Residing in Denver's Lower Highland (LoHi) neighborhood, Avanti Food & Beverage, a dynamically diverse food hall occupying a former printing plant, shelters a collection of self-contained shipping containers, each of which is a mini restaurant. Diners can choose from a world-spanning variety of cuisines—everything from Venezuelan arepas to chicken-and-chive dumplings—and enjoy their lunch or dinner in the communal first-floor dining area, or on the riveting rooftop deck, which offers fashionable lounge furniture and enthralling views of the downtown Denver skyline. Along with its restaurants, Avanti also lays claim to two bars, including one on the altitude-high terrace.
Lowry’s answer to a playground for kids, tweens and adults, this 500-seat, 9,000-square-foot German-style beer garden encompasses everything you could possibly want from a patio perch: fire pits, communal Oktoberfest-style picnic tables, a beer syllabus inked with 16 tap lines and an additional 85 by the bottle and can, plus live music (seasonal) and a menu that appeases every appetite: brats, hot dogs, burgers, sandwiches, salads and a slew of snacks that seesaw from chicken wings to soft pretzels mated with melted cheese. Bonus: Leashed (and good-mannered) dogs are allowed on the patio.
The rooftop terrace at Izakaya Den is like a civilized garden soiree high above the spirited party that’s South Pearl Street. Ascend the stairwell, flanked with foliage, to the alfresco oasis of serenity decked out with leafy greenery, marble, stone and wood accents and a retractable roof that ensures a cozy conservatory even when there’s an unpredictable summer storm brewing. A bowl of the immorally delicious lobster ramen paired with a few sake cocktails will make you want to stick around long after the night sky fades to black.

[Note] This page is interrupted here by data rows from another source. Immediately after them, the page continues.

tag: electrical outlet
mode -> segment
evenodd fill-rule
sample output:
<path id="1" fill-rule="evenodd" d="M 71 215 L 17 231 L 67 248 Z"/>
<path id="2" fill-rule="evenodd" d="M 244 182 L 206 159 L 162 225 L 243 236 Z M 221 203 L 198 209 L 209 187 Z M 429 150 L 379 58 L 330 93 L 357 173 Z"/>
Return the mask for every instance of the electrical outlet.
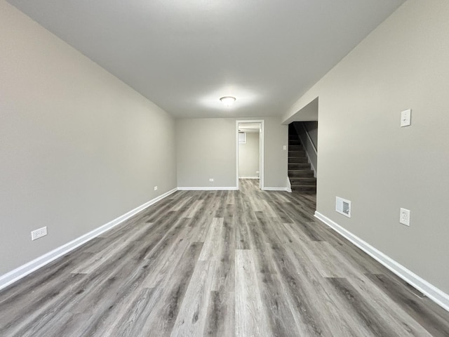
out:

If you’re with a gaggle of friends and have an affinity for food trucks and whiskey, then Finn’s Manor, in the River North Art District (RiNo), is your rumble. The expansive space, fenced with bright pink and yellow slats, makes the most of repurposed throwaways: rusty steel carts, surfaced with wood, double as tables, and they’re cleverly roofed with corrugated metal siding and weathered lumber. A fleet of food trucks shares space with Denver’s hungry, and the indoor bar, which groves to a New Orleans vibe, inebriates the thirsty with the punch and potent craft cocktails, many of which salute whiskey.